One way or another, to continue on this track briefly, the US has to find ways to extend coverage to low-wage workers (the elderly and the poor on welfare do get public support, and hospitals are by law ordered to treat anyone showing up irrespective of insurance coverage). Simultaneously, the shift to the power and wealth of medical insurance companies the last decade only stemmed the rising costs of medical treatment here for a few years.
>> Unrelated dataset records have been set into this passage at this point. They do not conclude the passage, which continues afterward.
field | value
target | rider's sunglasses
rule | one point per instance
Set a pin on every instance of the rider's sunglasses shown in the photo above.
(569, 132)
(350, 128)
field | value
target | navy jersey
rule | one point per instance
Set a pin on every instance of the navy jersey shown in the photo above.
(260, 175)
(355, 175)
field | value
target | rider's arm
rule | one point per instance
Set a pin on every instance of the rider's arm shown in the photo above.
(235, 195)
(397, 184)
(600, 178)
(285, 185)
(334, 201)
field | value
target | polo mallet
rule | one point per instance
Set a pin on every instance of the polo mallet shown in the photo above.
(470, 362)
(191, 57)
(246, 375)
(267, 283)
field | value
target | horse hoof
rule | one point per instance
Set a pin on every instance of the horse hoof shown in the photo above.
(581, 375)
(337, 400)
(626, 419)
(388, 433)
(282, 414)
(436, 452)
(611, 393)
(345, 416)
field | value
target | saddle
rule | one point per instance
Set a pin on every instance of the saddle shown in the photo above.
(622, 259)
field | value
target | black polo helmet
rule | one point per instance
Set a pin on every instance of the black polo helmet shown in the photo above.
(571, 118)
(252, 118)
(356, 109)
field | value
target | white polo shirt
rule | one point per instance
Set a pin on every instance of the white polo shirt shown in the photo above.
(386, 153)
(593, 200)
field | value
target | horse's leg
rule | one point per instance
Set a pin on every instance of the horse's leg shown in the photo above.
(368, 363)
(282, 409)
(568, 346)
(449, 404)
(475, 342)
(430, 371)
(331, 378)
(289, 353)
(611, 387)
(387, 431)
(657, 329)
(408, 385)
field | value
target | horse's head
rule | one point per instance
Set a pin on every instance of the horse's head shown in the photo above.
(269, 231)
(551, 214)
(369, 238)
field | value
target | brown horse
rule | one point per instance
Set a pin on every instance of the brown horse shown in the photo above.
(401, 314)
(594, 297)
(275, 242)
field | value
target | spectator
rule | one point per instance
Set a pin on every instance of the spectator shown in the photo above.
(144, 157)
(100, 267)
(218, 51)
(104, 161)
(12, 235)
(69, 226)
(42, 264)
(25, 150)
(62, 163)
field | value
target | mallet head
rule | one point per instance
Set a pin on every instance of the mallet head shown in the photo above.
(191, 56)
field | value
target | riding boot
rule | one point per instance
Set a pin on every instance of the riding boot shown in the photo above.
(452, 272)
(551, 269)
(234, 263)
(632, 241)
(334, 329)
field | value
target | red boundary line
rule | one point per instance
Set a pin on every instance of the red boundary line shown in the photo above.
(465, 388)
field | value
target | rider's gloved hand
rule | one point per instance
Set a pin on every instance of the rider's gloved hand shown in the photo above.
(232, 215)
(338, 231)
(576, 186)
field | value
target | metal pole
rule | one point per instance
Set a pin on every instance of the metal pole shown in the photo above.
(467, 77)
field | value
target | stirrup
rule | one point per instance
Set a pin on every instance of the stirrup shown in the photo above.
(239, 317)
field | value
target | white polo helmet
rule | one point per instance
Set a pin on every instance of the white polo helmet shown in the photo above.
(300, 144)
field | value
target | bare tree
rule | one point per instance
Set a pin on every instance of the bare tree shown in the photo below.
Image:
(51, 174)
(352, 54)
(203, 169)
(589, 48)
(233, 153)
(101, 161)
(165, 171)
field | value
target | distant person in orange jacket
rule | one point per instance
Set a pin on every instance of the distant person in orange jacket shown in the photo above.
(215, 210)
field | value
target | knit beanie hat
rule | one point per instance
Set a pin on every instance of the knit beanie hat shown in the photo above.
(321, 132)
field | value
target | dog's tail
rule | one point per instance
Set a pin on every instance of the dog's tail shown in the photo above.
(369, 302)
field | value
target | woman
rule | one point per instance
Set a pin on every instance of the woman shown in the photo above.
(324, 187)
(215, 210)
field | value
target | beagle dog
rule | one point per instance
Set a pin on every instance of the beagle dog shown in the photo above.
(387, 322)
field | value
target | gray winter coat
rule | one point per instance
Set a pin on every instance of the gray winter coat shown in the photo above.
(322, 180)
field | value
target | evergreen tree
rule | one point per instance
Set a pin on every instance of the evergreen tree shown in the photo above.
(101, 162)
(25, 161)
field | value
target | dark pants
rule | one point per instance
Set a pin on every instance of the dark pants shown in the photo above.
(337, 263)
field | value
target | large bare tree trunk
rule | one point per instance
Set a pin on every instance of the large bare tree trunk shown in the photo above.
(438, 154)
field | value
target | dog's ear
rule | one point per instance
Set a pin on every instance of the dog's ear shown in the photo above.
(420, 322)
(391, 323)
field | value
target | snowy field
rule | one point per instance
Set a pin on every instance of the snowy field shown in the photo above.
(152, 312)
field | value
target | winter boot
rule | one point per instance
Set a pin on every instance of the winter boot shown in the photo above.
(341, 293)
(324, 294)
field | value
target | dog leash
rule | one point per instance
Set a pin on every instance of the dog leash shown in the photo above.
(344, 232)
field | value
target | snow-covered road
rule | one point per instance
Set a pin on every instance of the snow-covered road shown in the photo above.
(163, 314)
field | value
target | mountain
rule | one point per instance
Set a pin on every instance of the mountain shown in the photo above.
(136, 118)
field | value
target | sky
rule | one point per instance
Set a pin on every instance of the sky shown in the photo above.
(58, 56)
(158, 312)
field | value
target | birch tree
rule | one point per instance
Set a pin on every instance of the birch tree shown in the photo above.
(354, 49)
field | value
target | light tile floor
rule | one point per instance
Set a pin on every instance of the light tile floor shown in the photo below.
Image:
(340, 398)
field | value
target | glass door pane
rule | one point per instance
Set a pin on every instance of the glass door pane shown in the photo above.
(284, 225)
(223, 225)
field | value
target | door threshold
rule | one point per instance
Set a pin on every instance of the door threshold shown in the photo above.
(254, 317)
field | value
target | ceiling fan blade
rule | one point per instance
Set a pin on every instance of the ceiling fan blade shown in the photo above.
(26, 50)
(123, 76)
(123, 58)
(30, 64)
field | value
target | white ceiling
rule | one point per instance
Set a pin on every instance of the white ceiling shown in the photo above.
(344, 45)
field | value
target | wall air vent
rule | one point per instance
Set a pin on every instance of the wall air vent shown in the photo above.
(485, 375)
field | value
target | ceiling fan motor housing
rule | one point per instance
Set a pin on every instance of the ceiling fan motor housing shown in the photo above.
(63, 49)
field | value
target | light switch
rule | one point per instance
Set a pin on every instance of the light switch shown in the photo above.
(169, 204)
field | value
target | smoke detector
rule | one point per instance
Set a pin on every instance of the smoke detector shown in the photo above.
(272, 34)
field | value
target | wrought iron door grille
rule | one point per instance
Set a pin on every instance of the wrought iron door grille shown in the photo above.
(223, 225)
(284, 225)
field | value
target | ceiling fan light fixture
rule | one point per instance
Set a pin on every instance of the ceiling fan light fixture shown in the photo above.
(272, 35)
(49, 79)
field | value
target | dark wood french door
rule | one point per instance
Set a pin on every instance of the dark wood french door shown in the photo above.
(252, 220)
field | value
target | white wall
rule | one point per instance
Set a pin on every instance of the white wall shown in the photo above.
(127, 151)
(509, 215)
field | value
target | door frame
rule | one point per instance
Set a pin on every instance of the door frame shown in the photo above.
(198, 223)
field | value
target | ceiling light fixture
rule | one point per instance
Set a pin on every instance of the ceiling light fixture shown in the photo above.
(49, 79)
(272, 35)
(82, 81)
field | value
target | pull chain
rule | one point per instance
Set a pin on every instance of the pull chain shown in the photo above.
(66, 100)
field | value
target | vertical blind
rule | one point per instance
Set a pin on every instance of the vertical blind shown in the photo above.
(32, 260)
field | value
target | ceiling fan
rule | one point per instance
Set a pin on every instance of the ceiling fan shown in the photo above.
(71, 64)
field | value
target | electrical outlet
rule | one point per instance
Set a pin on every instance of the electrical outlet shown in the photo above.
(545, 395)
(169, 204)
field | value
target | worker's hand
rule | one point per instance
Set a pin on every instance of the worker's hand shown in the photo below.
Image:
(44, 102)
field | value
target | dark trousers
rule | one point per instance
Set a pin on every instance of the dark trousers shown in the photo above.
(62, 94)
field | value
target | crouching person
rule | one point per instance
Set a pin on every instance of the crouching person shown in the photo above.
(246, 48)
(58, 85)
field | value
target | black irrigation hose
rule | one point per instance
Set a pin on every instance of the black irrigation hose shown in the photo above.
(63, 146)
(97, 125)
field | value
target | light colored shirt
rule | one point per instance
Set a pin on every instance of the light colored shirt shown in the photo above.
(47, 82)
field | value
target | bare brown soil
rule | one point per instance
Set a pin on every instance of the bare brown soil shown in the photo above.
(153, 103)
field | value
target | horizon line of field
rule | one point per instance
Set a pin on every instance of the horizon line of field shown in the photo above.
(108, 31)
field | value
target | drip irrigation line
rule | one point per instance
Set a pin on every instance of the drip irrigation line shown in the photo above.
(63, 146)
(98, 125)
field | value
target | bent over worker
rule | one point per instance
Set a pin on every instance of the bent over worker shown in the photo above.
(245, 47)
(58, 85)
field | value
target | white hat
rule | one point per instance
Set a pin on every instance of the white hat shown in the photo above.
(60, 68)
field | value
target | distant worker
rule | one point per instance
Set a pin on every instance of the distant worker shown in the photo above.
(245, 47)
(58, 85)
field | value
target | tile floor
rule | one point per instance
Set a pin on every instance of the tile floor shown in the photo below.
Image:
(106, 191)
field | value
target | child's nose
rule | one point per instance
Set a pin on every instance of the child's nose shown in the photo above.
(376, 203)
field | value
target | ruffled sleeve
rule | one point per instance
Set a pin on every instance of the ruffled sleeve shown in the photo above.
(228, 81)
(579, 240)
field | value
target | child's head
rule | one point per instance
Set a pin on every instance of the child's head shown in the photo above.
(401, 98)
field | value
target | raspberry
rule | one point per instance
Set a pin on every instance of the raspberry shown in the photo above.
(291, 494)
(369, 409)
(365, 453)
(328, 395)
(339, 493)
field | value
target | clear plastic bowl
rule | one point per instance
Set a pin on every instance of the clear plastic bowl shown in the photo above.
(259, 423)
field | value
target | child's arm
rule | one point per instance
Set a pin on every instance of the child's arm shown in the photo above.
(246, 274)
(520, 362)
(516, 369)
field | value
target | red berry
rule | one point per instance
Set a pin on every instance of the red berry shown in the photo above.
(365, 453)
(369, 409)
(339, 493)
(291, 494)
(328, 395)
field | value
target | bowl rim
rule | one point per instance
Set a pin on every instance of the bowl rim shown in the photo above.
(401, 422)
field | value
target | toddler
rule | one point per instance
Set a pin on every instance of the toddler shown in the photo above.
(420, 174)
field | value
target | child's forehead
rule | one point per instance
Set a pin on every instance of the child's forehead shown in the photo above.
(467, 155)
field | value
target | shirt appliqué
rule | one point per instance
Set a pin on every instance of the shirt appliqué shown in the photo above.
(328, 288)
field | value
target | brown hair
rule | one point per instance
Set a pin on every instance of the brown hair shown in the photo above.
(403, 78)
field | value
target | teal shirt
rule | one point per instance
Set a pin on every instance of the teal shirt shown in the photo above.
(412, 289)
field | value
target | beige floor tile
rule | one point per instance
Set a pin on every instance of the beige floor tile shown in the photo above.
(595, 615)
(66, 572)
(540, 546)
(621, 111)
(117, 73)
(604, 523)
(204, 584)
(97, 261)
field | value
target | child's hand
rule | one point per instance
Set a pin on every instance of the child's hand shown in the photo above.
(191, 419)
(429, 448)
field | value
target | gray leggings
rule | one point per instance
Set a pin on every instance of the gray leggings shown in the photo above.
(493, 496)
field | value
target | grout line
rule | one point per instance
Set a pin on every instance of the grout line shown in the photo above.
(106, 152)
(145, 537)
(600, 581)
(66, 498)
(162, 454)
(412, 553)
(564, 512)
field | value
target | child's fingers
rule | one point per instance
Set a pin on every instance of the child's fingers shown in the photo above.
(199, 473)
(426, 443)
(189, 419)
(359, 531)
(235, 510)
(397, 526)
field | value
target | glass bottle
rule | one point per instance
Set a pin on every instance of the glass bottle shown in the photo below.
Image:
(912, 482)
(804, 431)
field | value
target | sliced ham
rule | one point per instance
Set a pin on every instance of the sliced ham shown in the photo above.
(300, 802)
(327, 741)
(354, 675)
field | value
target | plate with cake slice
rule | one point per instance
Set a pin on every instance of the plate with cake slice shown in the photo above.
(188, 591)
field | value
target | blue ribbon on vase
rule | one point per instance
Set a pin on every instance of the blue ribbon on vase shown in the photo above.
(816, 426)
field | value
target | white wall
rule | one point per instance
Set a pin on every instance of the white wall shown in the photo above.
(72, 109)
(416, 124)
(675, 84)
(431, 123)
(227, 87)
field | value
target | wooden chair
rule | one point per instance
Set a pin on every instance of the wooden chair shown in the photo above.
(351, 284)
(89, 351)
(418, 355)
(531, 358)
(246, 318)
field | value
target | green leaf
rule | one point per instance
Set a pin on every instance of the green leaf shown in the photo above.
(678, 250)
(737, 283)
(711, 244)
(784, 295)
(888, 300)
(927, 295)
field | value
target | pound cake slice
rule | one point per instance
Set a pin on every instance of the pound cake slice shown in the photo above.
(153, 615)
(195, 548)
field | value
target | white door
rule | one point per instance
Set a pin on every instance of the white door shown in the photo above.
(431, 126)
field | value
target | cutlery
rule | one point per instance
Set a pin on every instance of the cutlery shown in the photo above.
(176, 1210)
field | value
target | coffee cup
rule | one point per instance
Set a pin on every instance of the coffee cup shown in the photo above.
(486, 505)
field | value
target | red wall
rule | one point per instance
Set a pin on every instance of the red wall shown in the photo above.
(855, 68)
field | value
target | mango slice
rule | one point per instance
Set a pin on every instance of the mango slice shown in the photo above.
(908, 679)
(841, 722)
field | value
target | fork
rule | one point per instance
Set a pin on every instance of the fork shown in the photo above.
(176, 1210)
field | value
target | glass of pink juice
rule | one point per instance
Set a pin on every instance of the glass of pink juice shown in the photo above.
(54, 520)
Since 1999, the costs have been rising in double figures annually. What we need here is a better mix of private and public insurance schemes, along with a continued readiness of all our social services for disaster, whether caused by nature or terrorism or some accidental failure in urban infrastructures.


Thanks again for the comments. For all the regrettable changes in French life since WWII, I always myself enjoyed living in France --- more so even than in Britain, despite my respect for British law and the political system and its general honesty; and were Nancy and I to live for years again in the EU, we'd choose it or Italy. Life's just more pleasant there. Just to clarify briefly: whatever advantages in curbing corruption and nepotism and personal irresponsibility the northern Protestant countries have, the Latin countries, at least the two I mentioned, seem to produce a much more congenial form of life, aesthetically and in cuisine and a slower pace. In saying this, we're aware: that's how the elites and affluent live or foreign visitors like ourselves --- and maybe you Mr. Turner. For the average hard-working French and Italian family, struggling daily with urban congestion, polluted cities (Paris much worse than Houston, Texas), long commutes, and a hectic existence: increasingly too, with a wave of violent crime worse than in the US by far as earlier buggy prof articles have shown, using international statistics here --- life, on the other hand, seems to have lost a lot of its traditional pleasure. Alas.